ブログサービス「Doblog」で障害発生。1週間経過も復旧せず(INTERNET Watch)
Doblogのサービス停止について(NTTデータ)

 名の通った企業のサービスでこれだけ長い時間サービスが止まったままというケースは珍しい。個人運用のサーバーがディスククラッシュしてしまい、なかなか復旧できない場合と同じレベルと思われても仕方がないほどである。あるいは無償サービスだからこんなものというのならば、それはあまりにもネットの誤った認識をしていることになる。


 ブログならずとも、メールも外部サービスに頼ることが少なくない時代に、このようなケースがクローズアップされれば「それ見たことか。だからサービスは外部に出すべきではない」という考え方に戻ってしまいかねない。業務用のメールシステムが1週間以上も不通になってしまうことを想像するだけでも背筋が寒くなるからである。Webやブログも同様で、ブログ形式で毎日のオフィシャルの情報提供を行っていたとしたら、突然ブログへ一切のアクセスが不可能になったとすれば、ブログそのものを業務に使うことを見直すことにもなりかねない。クラウド時代が進展すれば、ますますサービスやデータを外部に依存することになるから、今回のようなケースの不安が増幅することになるのである。漠然と「Googleなら大丈夫」とか「Microsoftなら大丈夫」などと言うのも根拠のない願望に過ぎないことになる。
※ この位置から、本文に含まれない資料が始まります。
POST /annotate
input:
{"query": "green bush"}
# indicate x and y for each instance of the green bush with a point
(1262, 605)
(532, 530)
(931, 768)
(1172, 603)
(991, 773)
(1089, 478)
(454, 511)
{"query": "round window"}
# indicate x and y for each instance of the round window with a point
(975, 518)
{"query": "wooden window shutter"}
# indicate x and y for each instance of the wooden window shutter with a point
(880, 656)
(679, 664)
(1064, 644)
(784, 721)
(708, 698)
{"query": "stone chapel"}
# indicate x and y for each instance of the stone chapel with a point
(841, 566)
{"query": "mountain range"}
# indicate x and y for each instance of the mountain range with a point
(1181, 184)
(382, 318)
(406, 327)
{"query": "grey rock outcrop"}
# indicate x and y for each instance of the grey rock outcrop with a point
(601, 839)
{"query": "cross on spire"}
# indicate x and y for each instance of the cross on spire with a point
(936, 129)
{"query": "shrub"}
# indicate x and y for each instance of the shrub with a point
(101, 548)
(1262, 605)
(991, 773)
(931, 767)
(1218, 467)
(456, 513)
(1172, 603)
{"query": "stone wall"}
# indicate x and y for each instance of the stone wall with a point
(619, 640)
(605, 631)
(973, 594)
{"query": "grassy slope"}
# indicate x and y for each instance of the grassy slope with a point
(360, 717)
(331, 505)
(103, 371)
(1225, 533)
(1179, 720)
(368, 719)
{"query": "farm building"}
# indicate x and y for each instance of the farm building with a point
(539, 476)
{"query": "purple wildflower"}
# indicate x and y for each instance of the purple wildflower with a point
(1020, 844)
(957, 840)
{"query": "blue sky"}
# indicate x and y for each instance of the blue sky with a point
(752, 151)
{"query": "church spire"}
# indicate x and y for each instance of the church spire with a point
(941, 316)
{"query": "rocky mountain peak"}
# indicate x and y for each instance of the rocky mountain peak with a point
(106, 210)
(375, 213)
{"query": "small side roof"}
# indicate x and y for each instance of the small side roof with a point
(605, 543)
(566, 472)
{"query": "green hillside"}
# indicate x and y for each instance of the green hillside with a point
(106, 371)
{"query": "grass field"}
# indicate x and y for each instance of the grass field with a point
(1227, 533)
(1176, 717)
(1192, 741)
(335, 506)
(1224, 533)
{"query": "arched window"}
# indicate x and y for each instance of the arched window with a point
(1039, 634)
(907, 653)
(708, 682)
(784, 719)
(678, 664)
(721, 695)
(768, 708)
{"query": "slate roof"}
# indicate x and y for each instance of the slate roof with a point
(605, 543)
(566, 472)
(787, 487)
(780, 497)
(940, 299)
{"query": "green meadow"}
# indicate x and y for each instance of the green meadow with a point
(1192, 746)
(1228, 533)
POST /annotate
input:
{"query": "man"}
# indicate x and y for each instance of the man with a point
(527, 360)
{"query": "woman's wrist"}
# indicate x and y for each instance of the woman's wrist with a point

そうでなくとも「無償サービスだから要望はできない」という諦めに近いような意識になっているケースも多い。


 しかし無償サービスだから障害になってもすぐに復旧しなくても構わないというところが、仮に有料になったからといって障害にすぐに対応できるようになるだろうか、と考えるとそうとは思えないことになる。逆に無償サービスでさえも信用のおけるサイトなら有料サービスを使っても安心できると言えるだろう。


 クラウドが一般化してくると、まさにこうした判断、決断を行わなければならない時が来るだろう。もし外部に依存したクラウドが障害になったらとか、やはり手元にサーバーを置いた方が安全という発想だけではクラウドへの移行は難しいものになるだろう。